Of what
use could it be to will anything, do anything, when you totally resigned
yourself to the caprices of an unknown almighty power? And, in another
respect, what a strange thing was this mad desire for prodigies, this
anxiety to drive the Divinity to transgress the laws of Nature
established by Himself in His infinite wisdom! Therein evidently lay
peril and unreasonableness; at the risk even of losing illusion, that
divine comforter, only the habit of personal effort and the courage of
truth should have been developed in man, and especially in the child.

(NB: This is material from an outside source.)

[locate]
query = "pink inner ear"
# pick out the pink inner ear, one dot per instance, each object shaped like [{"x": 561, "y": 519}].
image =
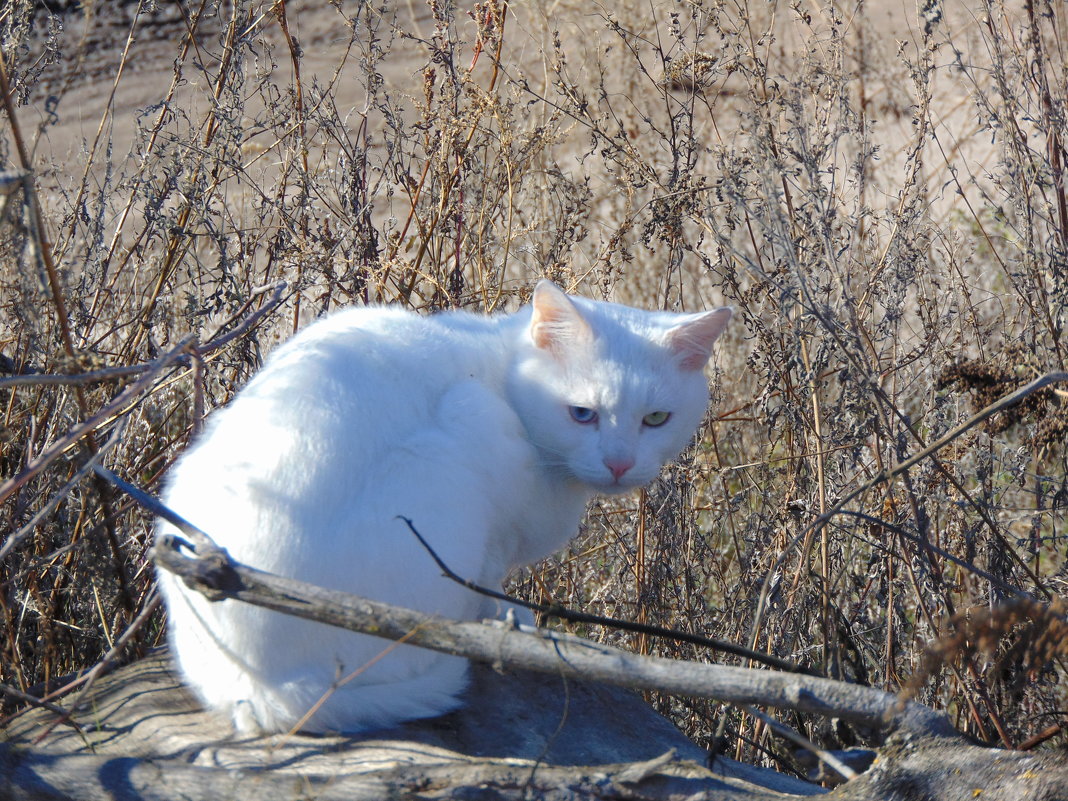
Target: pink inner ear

Then a great brightness arose in Pierre's mind and dazzled him. It was
Reason, protesting against the glorification of the absurd and the
deposition of common-sense. Ah! reason, it was through her that he had
suffered, through her alone that he was happy. As he had told Doctor
Chassaigne, his one consuming longing was to satisfy reason ever more and
more, although it might cost him happiness to do so. It was reason, he
now well understood it, whose continual revolt at the Grotto, at the
Basilica, throughout entire Lourdes, had prevented him from believing.
Unlike his old friend--that stricken old man, who was afflicted with such
dolorous senility, who had fallen into second childhood since the
shipwreck of his affections,--he had been unable to kill reason and
humiliate and annihilate himself. Reason remained his sovereign mistress,
and she it was who buoyed him up even amidst the obscurities and failures
of science.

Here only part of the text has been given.